Kepala Menteri negara bagian Rakhine, Maung Maung Ohn memberitahu VOA hari Kamis (5/2) bahwa sejak program itu dimulai tahun lalu, baru 40 Muslim yang diberikan kewarganegaraan dan lebih dari 200 orang diberikan kewarganegaraan sementara karena hanya mereka yang mengidentifikasi diri sebagai Bengali yang diterima.
Sebagian besar Muslim di negara bagian itu menyebut diri mereka Rohingya, istilah yang ditolak pemerintah, yang menganggap Rohingya sebagai pendatang gelap dari Bangladesh dan menyebut mereka sebagai “Bengali.” Para pejabat telah mengatakan proses verifikasi dilakukan berdasarkan UU tahun 1982 yang melarang pendaftaran kewarganegaraan yang menggunakan istilah Rohingnya dan bukannya Bengali.
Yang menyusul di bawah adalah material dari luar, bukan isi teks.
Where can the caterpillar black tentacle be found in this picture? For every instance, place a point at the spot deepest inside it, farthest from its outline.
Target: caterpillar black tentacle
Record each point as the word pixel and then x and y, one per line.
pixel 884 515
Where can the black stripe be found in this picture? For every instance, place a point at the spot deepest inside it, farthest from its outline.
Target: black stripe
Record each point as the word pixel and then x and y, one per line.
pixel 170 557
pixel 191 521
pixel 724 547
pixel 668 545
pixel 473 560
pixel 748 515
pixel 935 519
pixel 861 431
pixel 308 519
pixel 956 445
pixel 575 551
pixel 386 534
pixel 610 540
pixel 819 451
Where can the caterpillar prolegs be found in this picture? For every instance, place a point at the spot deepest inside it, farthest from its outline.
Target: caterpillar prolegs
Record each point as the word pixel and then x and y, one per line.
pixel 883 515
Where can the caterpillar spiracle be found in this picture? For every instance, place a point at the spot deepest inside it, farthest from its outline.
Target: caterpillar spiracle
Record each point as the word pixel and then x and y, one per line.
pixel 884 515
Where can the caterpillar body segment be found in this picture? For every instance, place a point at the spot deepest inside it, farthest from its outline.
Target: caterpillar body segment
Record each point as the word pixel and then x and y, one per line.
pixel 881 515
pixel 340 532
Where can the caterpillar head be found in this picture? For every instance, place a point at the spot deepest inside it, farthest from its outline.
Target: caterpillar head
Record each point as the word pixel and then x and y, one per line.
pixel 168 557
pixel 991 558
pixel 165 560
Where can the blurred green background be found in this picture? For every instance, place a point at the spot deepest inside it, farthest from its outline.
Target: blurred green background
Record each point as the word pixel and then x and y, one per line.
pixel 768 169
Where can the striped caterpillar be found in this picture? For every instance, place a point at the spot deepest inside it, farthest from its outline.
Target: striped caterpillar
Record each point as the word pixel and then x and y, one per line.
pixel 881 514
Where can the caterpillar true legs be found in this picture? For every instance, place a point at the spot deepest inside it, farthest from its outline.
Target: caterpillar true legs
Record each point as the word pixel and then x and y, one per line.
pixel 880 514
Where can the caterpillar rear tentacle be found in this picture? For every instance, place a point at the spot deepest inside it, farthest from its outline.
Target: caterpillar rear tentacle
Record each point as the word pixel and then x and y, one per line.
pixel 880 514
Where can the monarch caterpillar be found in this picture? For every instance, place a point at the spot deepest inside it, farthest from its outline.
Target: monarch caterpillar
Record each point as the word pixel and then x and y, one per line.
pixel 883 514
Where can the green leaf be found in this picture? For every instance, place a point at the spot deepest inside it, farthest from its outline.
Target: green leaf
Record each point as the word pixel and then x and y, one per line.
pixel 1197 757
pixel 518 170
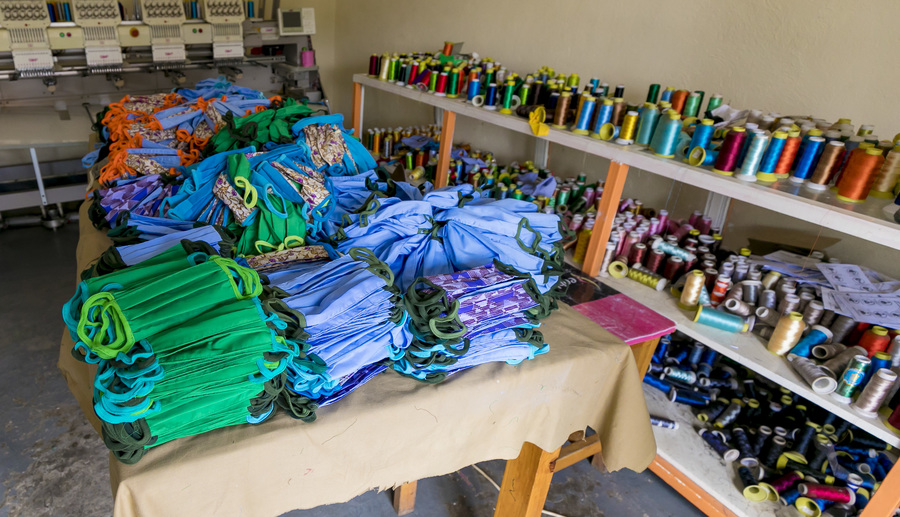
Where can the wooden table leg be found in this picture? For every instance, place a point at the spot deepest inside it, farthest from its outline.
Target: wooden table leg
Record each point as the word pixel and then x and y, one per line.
pixel 405 498
pixel 526 481
pixel 886 498
pixel 643 354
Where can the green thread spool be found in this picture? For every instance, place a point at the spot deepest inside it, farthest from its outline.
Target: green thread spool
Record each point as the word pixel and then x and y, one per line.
pixel 647 121
pixel 647 278
pixel 691 105
pixel 653 93
pixel 720 320
pixel 851 379
pixel 714 102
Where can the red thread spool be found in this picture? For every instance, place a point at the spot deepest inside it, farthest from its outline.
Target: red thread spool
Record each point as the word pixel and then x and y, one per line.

Selama beberapa tahun, berbagai kelompok HAM telah mengecam kebijakan pemerintah yang menolak kewarganegaraan bagi warga Rohingya dan membatasi gerak mereka.
Kekerasan antara warga mayoritas Budha dan minoritas Muslim di Myanmar telah menewaskan lebih dari 240 orang dan memaksa sekitar 140.000 orang meninggalkan rumah sejak tahun 2012. Sebagian besar warga yang tewas dan kehilangan tempat tinggal adalah warga Muslim Rohingya di negara bagian Rakhine.
Pemerintah Myanmar telah menghentikan proyek perdana untuk memverifikasi status kewarganegaraan minoritas Muslim di negara bagian Rakhine.